July 16, 2006

Last Sunday's piece in the Plain Dealer about the three -- or four or five or six or seven -- men who may have been wrongfully put on death row in Ohio because of the misconduct of a former county prosecutor came as an interesting juxtaposition with the US Supreme Court's latest foray into death penalty jurisprudence.  A few weeks back, in Kansas v. Marsh, the Court upheld a Kansas statute which allowed the defendant to be executed if the evidence of mitigating and aggravating factors was equal.

The decision wasn't wholly unexpected; after all, the Court has previously held that there's nothing wrong with imposing upon the defendant the burden of proving that the mitigating factors outweigh the aggravating circumstances, creating the interesting situation where I can't recover for a fender-bender in small claims court if I can't prove my case, but the state can kill someone unless he proves that it shouldn't.  What was more interesting than the result was the dueling opinions, Souter dissenting and Scalia concurring.  Souter argued that the "repeated exonerations of convicts under death sentences" should force a re-examination of what the 8th Amendment could tolerate in terms of capital punishment.  Scalia was having none of it; those exonerations, rather than being an indictment of the system, proved instead that it worked:  the system does eventually weed out the innocent from the guilty, however belatedly. 

This is a popular litany among supporters of capital punishment, a rejoinder to be expected in the face of evidence that scores of people have been wrongfully sentenced to death: the Death Penalty Innocence Project now lists 123 people who were convicted of capital crimes and subsequently exonerated.  This argument has more than a tinge of hypocrisy to it, because those same supporters regularly bemoan the lengthy appeals process available to those on death row.  In this case, though, the delay of "justice" is its saving grace:  of the 39 people freed from death row because they'd been wrongfully convicted, 29 had been there more than ten years.

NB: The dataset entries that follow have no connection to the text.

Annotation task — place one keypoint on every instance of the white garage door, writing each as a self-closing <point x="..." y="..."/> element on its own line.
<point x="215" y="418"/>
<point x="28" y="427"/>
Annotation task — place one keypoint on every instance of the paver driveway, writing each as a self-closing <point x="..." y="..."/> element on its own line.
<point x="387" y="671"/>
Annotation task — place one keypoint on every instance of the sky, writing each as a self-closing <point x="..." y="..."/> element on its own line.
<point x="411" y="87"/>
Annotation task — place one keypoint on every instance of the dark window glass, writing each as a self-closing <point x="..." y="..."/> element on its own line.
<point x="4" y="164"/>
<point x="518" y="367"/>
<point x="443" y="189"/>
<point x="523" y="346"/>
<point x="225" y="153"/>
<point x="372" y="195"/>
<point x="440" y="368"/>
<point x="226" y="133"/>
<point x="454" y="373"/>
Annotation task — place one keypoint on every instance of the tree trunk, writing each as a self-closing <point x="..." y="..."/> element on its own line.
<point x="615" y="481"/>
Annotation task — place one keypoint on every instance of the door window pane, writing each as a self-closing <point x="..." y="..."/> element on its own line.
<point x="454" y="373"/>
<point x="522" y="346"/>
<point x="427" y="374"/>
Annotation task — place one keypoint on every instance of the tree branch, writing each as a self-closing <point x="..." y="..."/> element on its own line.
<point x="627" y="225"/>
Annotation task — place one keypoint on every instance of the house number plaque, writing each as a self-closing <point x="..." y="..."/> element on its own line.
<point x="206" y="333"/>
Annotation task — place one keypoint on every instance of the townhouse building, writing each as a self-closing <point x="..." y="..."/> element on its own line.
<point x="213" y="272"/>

In this light, what was more interesting about the Plain Dealer article than its discussion of the individual cases was its brief history of capital punishment in Ohio since its restoration in 1980, especially in Cuyahoga County.  The article noted that former Cuyahoga County Prosecutor John T. Corrigan was a strong advocate of capital punishment, and his enthusiasm for it resulted in one out of six residents of the state's death row coming out of this County.

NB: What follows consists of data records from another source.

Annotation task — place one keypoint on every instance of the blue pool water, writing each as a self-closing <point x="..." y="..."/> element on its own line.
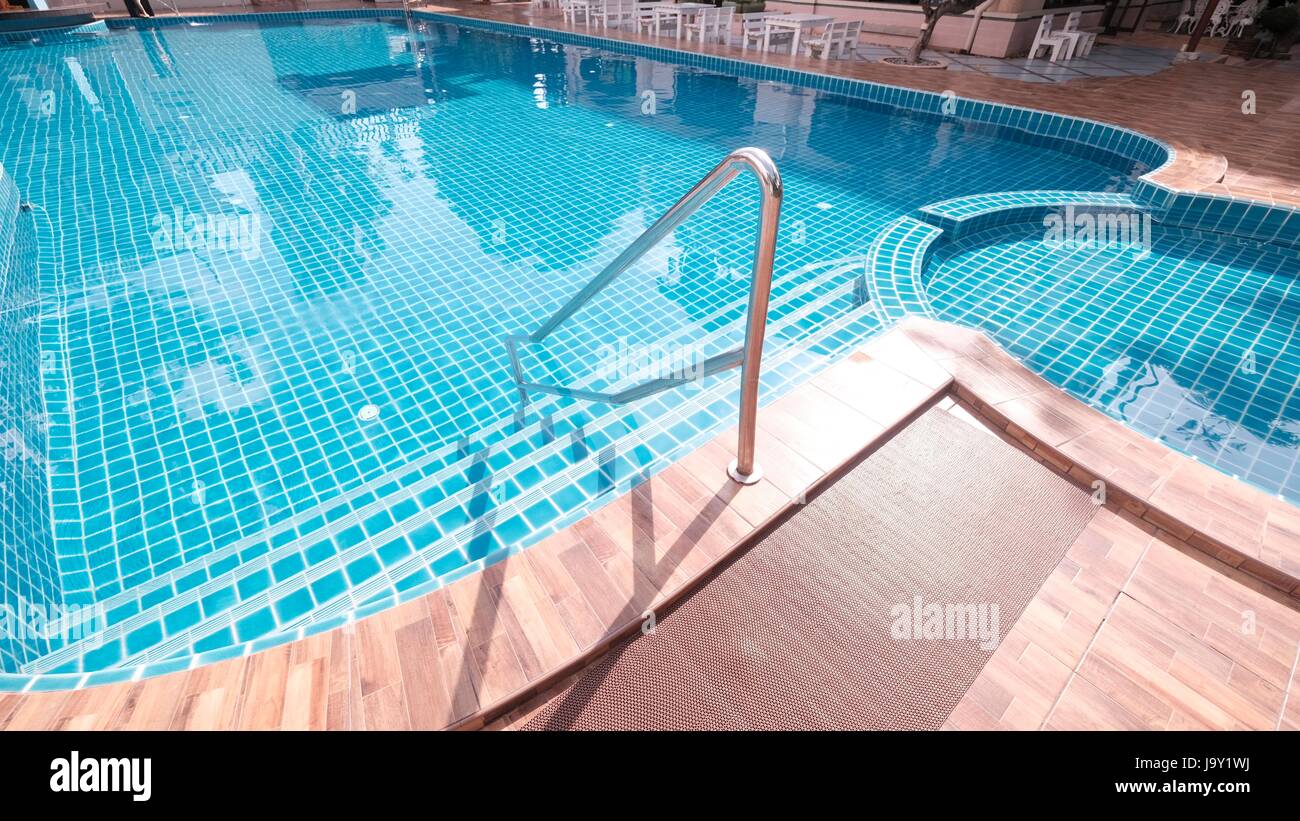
<point x="1194" y="341"/>
<point x="277" y="261"/>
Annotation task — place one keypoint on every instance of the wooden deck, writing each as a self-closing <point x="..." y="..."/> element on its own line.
<point x="1144" y="624"/>
<point x="1138" y="625"/>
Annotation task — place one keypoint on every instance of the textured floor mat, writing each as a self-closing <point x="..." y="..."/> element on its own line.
<point x="874" y="607"/>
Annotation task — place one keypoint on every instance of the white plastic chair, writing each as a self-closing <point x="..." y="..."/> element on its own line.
<point x="1217" y="20"/>
<point x="1243" y="17"/>
<point x="710" y="25"/>
<point x="752" y="29"/>
<point x="1190" y="14"/>
<point x="572" y="11"/>
<point x="645" y="17"/>
<point x="835" y="39"/>
<point x="1045" y="38"/>
<point x="1080" y="42"/>
<point x="616" y="13"/>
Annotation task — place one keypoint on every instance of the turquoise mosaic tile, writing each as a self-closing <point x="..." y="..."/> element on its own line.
<point x="212" y="481"/>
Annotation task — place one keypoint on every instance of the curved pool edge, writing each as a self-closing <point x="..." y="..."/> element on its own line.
<point x="1194" y="207"/>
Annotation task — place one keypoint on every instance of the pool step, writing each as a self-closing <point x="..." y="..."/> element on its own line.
<point x="455" y="518"/>
<point x="507" y="439"/>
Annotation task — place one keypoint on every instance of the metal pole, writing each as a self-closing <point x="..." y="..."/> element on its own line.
<point x="744" y="469"/>
<point x="1201" y="25"/>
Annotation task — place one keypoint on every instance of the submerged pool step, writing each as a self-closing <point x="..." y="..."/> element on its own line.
<point x="508" y="438"/>
<point x="310" y="573"/>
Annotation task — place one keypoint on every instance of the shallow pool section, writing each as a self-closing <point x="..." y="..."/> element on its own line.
<point x="278" y="259"/>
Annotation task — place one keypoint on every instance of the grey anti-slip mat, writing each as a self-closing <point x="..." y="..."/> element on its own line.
<point x="874" y="607"/>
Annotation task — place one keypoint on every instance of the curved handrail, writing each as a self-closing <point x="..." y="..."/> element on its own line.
<point x="746" y="357"/>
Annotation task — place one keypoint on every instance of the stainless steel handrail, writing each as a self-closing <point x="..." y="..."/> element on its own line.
<point x="748" y="357"/>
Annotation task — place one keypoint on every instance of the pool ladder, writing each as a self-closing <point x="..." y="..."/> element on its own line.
<point x="748" y="357"/>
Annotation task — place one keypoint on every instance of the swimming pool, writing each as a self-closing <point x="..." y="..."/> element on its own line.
<point x="264" y="385"/>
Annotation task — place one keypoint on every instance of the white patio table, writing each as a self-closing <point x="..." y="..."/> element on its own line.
<point x="681" y="12"/>
<point x="796" y="24"/>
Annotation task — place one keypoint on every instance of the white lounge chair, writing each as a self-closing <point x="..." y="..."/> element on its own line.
<point x="835" y="39"/>
<point x="711" y="25"/>
<point x="1045" y="38"/>
<point x="1082" y="42"/>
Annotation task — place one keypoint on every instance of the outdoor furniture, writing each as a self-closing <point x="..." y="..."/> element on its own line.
<point x="1242" y="16"/>
<point x="645" y="16"/>
<point x="615" y="13"/>
<point x="1080" y="42"/>
<point x="1190" y="14"/>
<point x="792" y="25"/>
<point x="680" y="13"/>
<point x="1217" y="20"/>
<point x="835" y="39"/>
<point x="1045" y="38"/>
<point x="752" y="27"/>
<point x="711" y="24"/>
<point x="572" y="9"/>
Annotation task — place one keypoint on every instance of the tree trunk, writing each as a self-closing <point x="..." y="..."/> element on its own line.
<point x="922" y="40"/>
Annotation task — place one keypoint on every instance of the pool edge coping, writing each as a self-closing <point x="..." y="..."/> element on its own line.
<point x="120" y="674"/>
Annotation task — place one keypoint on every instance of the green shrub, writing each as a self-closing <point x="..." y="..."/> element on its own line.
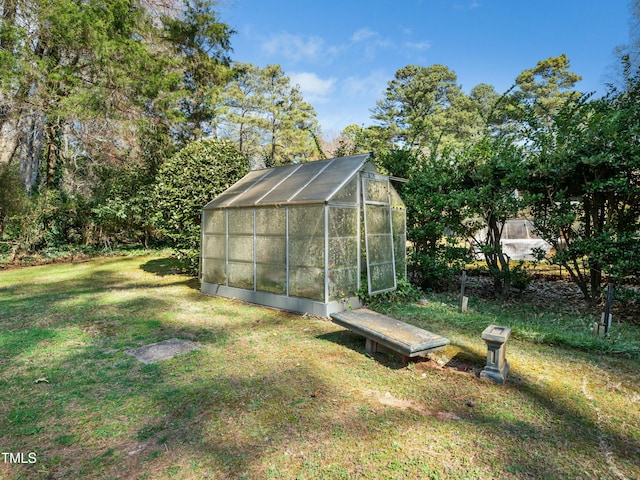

But that was then, this is now:  the article went on to note that although the number of capital prosecutions has remained steady, the number of death sentences has plummeted in this county.  That is hardly a phenomenon confined to this area; the number of death penalties handed down by American juries has declined to its lowest level since capital punishment was reinstated thirty years ago, and has dropped by almost two-thirds in the past decade.

There are a number of reasons for this, like the availability of alternative sentences like life imprisonment without parole, but a major one appears to be a public increasingly sharing Souter's concerns about a system "that fails to deliver the fair, consistent, and reliable sentences of death required by the Constitution."

Those words are not from Souter, though, but from Justice Harry Blackmun in 1994.  Having tried for two decades "to develop procedural and substantive rules that would lend more than the mere appearance of fairness to the death penalty endeavor," Blackmun concluded that those endeavors were in vain, and announced that "from this day forward, I no longer shall tinker with the machinery of death."  It may be that the American people are coming around to the same view.